So I am constructing a font of designed numbers to use in lists for a book I am working on. These are essentially numbers reversed out of a solid oval. In order to maintain greater control, my initial idea was to create separate glyphs for every number (1,2,3,4,5,6,7,8,9,10,11, …) up to say 50. The lists won’t go longer than that. I have set the numbering scheme in the Bullets and Numbering style section of indesign to A, B, C… and have a character style set to this new font. My glyphs are set so that the A character now holds the graphic for 1, B holds 2, etc. This all works great until 27. Indesign then starts numbering AA, AB, AC, etc. So I created a ligature for A_A to hold 27. But when the list gets to AA, it shows 1 twice. If I make a separate text box and select my new font and type AA, I get 27. I can even copy and paste AA into this new font box and still get 27. I have found references to people doing what I am attempting in the past. But I can’t seem to figure out what I am doing wrong.
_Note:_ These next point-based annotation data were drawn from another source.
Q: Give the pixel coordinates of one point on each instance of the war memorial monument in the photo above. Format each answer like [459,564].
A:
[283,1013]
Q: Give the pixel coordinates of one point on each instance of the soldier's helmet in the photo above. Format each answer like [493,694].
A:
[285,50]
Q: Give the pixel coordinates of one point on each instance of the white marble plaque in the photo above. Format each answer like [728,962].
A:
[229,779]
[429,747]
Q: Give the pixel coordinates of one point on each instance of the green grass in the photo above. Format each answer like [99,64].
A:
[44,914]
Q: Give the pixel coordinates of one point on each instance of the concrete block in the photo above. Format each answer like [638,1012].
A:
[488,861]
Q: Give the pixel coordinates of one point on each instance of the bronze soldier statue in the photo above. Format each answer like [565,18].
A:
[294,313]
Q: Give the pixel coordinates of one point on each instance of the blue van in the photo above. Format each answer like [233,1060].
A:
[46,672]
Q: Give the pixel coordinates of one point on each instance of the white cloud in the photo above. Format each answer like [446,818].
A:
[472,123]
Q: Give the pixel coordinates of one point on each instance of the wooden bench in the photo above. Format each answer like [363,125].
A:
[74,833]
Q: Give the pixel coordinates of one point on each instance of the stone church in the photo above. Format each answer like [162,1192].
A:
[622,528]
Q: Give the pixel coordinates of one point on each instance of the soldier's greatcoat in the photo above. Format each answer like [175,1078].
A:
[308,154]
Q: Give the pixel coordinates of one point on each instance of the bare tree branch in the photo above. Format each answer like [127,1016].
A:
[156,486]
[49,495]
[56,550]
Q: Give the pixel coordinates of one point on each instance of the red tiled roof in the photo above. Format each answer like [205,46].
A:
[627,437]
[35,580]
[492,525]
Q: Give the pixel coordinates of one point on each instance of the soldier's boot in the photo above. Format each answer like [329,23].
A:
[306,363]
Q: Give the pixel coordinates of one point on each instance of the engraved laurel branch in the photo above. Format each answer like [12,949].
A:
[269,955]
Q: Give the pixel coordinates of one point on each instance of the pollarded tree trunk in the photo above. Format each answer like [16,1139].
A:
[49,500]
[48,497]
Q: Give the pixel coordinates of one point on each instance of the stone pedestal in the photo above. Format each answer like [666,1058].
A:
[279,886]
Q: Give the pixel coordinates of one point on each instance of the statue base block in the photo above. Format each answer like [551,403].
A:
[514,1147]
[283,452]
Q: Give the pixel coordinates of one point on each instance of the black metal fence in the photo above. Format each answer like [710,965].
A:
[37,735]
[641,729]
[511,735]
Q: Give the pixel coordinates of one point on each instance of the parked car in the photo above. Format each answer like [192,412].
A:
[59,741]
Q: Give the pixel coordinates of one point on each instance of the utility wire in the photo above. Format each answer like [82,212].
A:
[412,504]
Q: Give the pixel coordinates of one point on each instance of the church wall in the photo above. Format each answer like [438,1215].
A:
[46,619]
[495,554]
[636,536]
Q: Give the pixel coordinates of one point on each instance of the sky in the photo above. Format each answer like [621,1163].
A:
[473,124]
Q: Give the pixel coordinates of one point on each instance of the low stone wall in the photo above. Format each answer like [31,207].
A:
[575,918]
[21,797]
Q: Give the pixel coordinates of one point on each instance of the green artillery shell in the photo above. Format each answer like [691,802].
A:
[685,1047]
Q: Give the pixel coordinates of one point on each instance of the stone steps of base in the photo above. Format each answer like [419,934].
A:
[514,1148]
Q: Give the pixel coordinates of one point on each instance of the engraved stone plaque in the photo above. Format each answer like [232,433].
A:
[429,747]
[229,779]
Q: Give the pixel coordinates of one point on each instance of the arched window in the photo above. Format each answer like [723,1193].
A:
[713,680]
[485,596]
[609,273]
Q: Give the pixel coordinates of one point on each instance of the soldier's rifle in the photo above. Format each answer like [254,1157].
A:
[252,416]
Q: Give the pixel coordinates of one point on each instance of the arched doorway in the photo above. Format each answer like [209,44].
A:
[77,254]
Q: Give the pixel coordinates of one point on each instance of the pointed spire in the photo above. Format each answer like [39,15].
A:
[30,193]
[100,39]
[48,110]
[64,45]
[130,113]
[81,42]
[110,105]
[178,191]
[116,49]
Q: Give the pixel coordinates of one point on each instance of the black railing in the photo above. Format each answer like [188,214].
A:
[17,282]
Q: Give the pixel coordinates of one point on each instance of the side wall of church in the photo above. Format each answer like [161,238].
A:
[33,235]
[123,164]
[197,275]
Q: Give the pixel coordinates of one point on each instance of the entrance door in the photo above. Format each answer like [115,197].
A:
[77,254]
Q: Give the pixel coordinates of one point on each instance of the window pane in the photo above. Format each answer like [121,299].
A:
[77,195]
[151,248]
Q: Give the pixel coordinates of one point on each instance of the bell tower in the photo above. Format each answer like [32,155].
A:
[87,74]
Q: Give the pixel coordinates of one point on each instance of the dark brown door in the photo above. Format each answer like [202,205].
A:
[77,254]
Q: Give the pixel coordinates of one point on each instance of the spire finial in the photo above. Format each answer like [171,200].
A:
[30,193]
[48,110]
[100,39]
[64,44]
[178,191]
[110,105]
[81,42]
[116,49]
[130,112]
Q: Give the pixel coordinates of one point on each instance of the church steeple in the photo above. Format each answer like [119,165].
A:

Does anyone have any experience with something similar?
I literally just had to post a plea for help–and then I figure it out. In case anyone sees this and is having the same problem: Under the character style / basic character formats / you have to set the tracking explicitly to 0. I’m not sure why, but it defaults to no value. When I changed it to 0 everything worked immediately.
Why would you set the character style to use letters if you want to use numbers? Why not put the numbers in the regular number slots and make ligatures of one_zero, one_one and so on? That way, if the list changes to another font, the only thing that changes is the way the numbers look.
Doing it that way works for me, anyway, also without setting the tracking. I just made a quick font with ligatured numbers for 10–19, and making a list in InDesign using that font correctly applies the ligatures for those numbers:
Note that if you use automatic feature code generation in Glyphs, these ligatures will be in dlig, which means that you have to make sure to enable discretionary ligatures in the OpenType Features section of your character style definition for them to work.
That’s a great question. And my complete and thoughtful answer? I have no idea. I think i initially thought I’d save time on ligatures, but that really makes no sense. In fact, I had planned on doing another font with letters in the same style–so with your suggestion, I can now do this in the same font. Thanks.